Frequently Asked Questions¶
Common questions about grai.build.
General Questions¶
What is grai.build?¶
grai.build is a declarative schema management tool for graph databases, inspired by dbt. It lets you define your graph schema in YAML files, validates consistency, generates Cypher scripts, and manages your Neo4j schema.
Think of it as "dbt for graph databases" - but focused on schema, not data transformation.
Is grai.build an ETL tool?¶
No. grai.build is a schema management tool, not an ETL tool.
- ✅ What it does: Define schema, validate structure, generate Cypher constraints/indexes
- ❌ What it doesn't do: Transform data, schedule jobs, orchestrate pipelines
For data loading, use tools like:
- Airflow / Prefect (orchestration)
- dbt (SQL transformations)
- Custom Python scripts
- Apache Spark / Kafka
Then use grai.build to ensure your graph schema is consistent and documented.
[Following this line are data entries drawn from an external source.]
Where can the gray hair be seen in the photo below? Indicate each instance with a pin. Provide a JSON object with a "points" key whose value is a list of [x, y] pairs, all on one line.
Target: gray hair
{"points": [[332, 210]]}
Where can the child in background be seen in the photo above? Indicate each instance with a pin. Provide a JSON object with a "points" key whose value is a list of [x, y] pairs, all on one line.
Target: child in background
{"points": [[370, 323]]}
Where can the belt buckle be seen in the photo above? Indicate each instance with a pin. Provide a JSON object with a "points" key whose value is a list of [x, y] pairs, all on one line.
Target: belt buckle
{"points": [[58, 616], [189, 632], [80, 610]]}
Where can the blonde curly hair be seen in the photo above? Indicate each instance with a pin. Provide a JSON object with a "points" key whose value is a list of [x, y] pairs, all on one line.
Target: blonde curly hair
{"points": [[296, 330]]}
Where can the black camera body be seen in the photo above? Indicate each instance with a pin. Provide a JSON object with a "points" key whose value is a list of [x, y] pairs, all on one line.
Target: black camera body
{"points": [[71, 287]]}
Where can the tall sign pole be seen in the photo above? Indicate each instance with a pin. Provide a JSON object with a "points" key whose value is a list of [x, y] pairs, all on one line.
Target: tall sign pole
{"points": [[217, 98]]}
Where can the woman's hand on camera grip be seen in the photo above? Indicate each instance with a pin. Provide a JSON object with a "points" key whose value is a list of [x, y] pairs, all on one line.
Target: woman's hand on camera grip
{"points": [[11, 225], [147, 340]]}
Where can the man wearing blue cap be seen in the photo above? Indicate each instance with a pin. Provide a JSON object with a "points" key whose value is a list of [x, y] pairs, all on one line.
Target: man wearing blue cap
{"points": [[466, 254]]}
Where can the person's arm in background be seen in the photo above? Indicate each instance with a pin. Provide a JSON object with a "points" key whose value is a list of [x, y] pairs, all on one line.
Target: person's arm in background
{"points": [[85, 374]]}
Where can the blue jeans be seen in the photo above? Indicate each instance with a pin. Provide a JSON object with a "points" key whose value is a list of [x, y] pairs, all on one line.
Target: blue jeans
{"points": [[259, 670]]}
How is grai.build different from dbt?¶
Feature | dbt | grai.build |
---|---|---|
Database | SQL (PostgreSQL, Snowflake, etc.) | Graph (Neo4j, future: Gremlin) |
Focus | Data transformation (SELECT statements) | Schema management + data loading |
Models | SQL files with Jinja | YAML files with entities/relations |
Output | Tables/views | Graph nodes/edges |
Data Loading | Via materialization | From BigQuery, PostgreSQL, etc. |
Documentation | Yes (HTML docs) | Yes (HTML docs + visualizations) |
Lineage | Yes (SQL-based) | Yes (graph-based) |
Testing | Yes (data quality tests) | Yes (schema validation) |
Orchestration | No (use Airflow) | No (use Airflow) |
Use both together:
- Use dbt to transform data in your warehouse (SQL → clean tables)
- Use grai.build to load transformed data into Neo4j (warehouse → graph)
- Use Airflow/Prefect to orchestrate both (dbt run → grai load)
What databases are supported?¶
Currently:
- ✅ Neo4j (full support)
Planned:
- 🚧 Apache TinkerPop / Gremlin
- 🚧 Amazon Neptune
- 🚧 Azure Cosmos DB (Gremlin API)
Do I need to learn Cypher?¶
Not really. grai.build generates Cypher for you based on your YAML definitions.
However, basic Cypher knowledge is helpful for:
- Querying your graph after it's built
- Understanding the generated output
- Debugging issues
Resources:
Installation & Setup¶
How do I install grai.build?¶
# From PyPI (when published)
pip install grai-build
# Or from source (development)
git clone https://github.com/asantora05/grai.build.git
cd grai.build
pip install -e .
What Python version do I need?¶
Python 3.11 or higher.
Check your version:
Do I need Neo4j running locally?¶
Yes, if you want to execute the generated Cypher against a database.
For local development:
docker run -d \
--name neo4j \
-p 7474:7474 -p 7687:7687 \
-e NEO4J_AUTH=neo4j/yourpassword \
neo4j:latest
For schema-only work:
You can use grai build
to generate Cypher without connecting to Neo4j.
Project Structure¶
Where should I create my project?¶
Create your project anywhere outside the grai.build source code.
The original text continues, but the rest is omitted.